Custom Integrations

Robust Intelligence provides a framework to load data from arbitrary sources. This is helpful for integrations Robust Intelligence doesn’t support natively.

Configuring Authentication for Custom Integrations

  1. Follow steps 1 through 5 of Adding an integration through the Robust Intelligence web UI

  2. From the Integration Type drop-down, select Custom.

  3. Type a name for the integration in Name.

  4. (Adding a Custom integration) Type the configuration information for the custom integration as key/value pairs and select a sensitivity for each pair. Sensitivity levels include:

    • Not sensitive

    • Workspace level

    • Members level

Using Custom Integrations

Robust Intelligence can load data from arbitrary sources defined in a Python file for use in a stress test or continuous test. Custom integrations may be used by the custom loader feature to provide authentication secrets as key/value pairs to the integration_dict parameter of the custom data loader function. See the example for your test type:

Stress test example with a custom data integration

In this example, we’ll create a custom data loader, custom_news_loader.py, that loads our reference and evaluation data sets. We’ll then use the Robust Intelligence SDK to create and register a data set that uses the custom data loader, and finally we’ll run a stress test with it.

Custom data loader example

The example custom data loader, custom_news_loader.py, specifies the data loading logic. This example parses data from an Amazon S3 bucket, but a custom data loader can be written to handle data from any source.

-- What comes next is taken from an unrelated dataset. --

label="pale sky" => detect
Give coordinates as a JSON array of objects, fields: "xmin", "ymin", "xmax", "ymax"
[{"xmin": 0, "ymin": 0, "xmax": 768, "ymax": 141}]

"""Data loader file for news file."""
import boto3
from datetime import datetime
import pandas as pd
​
BUCKET_NAME = "rime-datasets"
​
​
def get_news_data(start_time: int, end_time: int, integration_dict: dict) -> pd.DataFrame:
    start_time = datetime.fromtimestamp(start_time)
    end_time = datetime.fromtimestamp(end_time)
​
    master_df = pd.DataFrame()
    s3 = boto3.resource(
        's3',
        aws_access_key_id=integration_dict['ACCESS_KEY'],
        aws_secret_access_key=integration_dict['SECRET_ACCESS_KEY'],
    )
    my_bucket = s3.Bucket(BUCKET_NAME)
    for object_summary in my_bucket.objects.filter(Prefix="custom-loader-news/"):
        if ".csv" in object_summary.key:
            date_str = object_summary.key.split("/")[1].replace(".csv", "")
            date_str = date_str.replace("day_", "")
            file_time = datetime.strptime(date_str, "%Y-%m-%d")
            if start_time <= file_time <= end_time:
                obj = s3.Object(BUCKET_NAME, object_summary.key)
                curr_df = pd.read_csv(obj.get()["Body"])
                master_df = pd.concat([master_df, curr_df], ignore_index=True)
    return master_df

Get datasets for a stress test

Below, we introduce an example function, get_data_info_config() that calls the SDK function, upload_file, which in turn uses your custom data loader, get_news_data, to load the data into the Robust Intelligence cluster for testing.

For the connection_info object, you must specify:

  • path: the path to your loader file

  • load_func_name: the name of the data loading function that your custom data loader provides

You may optionally also specify:

  • loader_kwargs_json: Any parameters to be passed to the data loading function

  • data_endpoint_integration_id: UUID of the integration with secrets required by the data loading function

The DATA_LOADER_FILE argument here provides a path to your custom data loader script like, "s3://rime-datasets/custom-loader-news/custom_news_loader.py", and the MODEL_FILE argument here provides a path to your model.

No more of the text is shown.